[Vm-dev] Squeak socket problem ... help!

Thu Oct 9 23:28:14 UTC 2014

On Thu, Oct 09, 2014 at 03:27:05PM -0700, Eliot Miranda wrote:
>  
> Hi Both,
> 
> On Thu, Oct 9, 2014 at 3:05 PM, G??ran Krampe <goran at krampe.se> wrote:
> 
> >
> > Hi guys!
> >
> > Long email but... work for hire here! :)
> >
> > In short:
> >
> > Ron and I (3DICC) have a problem with the Unix VM networking and I am
> > reaching out before burning too many hours on something one of you
> > C-Unix/Socket/VM guys can fix in an afternoon - and earn a buck for your
> > trouble.
> >
> 
> Cool.  This is likely easy to fix.  Your image is running out of file
> descriptors.  Track open and close calls, e.g. add logging around at
> least StandardFileStream>>#primOpen:writable:
> , AsyncFile>>#primOpen:forWrite:semaIndex:,
> Socket>>#primAcceptFrom:receiveBufferSize:sendBufSize:semaIndex:readSemaIndex:writeSemaIndex:
> and their associated close calls and see what's being opened without being
> closed.  It shoudl be easy to track=down, but may be more difficult to fix.
> 
> Good luck!

I agree with what Eliot is saying and would add a few thoughts:

- Don't fix the wrong problem (DFtWP).
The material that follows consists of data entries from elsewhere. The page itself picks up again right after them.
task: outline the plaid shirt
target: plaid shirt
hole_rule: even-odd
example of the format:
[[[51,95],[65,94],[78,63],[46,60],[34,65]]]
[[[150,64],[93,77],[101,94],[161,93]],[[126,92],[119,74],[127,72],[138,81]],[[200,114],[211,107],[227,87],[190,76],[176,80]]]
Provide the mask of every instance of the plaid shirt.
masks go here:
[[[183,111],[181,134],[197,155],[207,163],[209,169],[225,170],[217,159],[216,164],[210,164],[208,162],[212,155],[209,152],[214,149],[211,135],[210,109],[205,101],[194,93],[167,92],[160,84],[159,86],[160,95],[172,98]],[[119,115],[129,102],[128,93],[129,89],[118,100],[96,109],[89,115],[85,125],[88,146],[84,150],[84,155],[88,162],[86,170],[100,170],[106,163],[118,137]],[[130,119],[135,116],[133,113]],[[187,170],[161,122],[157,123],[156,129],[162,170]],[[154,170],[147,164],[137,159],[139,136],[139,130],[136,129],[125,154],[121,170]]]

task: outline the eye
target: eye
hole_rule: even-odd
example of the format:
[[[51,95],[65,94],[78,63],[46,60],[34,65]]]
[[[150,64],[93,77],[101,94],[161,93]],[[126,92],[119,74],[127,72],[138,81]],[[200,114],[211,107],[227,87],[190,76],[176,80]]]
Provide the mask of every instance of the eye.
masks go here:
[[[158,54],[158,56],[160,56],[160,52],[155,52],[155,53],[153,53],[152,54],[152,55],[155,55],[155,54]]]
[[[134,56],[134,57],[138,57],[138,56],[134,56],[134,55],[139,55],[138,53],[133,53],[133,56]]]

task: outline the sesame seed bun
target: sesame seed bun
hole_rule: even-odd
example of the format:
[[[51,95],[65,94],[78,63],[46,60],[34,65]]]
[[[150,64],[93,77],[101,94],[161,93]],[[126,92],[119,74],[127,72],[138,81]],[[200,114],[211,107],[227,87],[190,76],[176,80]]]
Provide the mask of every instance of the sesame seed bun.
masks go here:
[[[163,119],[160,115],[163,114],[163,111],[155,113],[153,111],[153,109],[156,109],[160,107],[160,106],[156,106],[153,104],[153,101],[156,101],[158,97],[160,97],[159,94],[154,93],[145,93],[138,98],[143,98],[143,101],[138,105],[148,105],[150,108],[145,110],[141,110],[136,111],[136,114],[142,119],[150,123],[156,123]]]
Unless you have some reason to
believe that this server application would realistically have a need to
handle anything close to a thousand concurrent TCP sessions, don't fix
it by raising the per-process file handle limit, and don't fix it by
reimplementing the socket listening code.

- It is entirely possible that no one before you has ever tried to run
a server application with the per-process file handle limit bumped up
above the default 1024. So if that configuration does not play nicely
with the select() mechanism, you may well be the first to have encountered
this as an issue. But see above, don't fix it if it ain't broke.

- Most "out of file descriptor" problems involve resource leaks (as Eliot
is suggesting), and in those cases you will see a gradual increase in file
descriptors in /proc/<vmpid>/fd/ over time. Eventually you run out of
descriptors and something horrible happens.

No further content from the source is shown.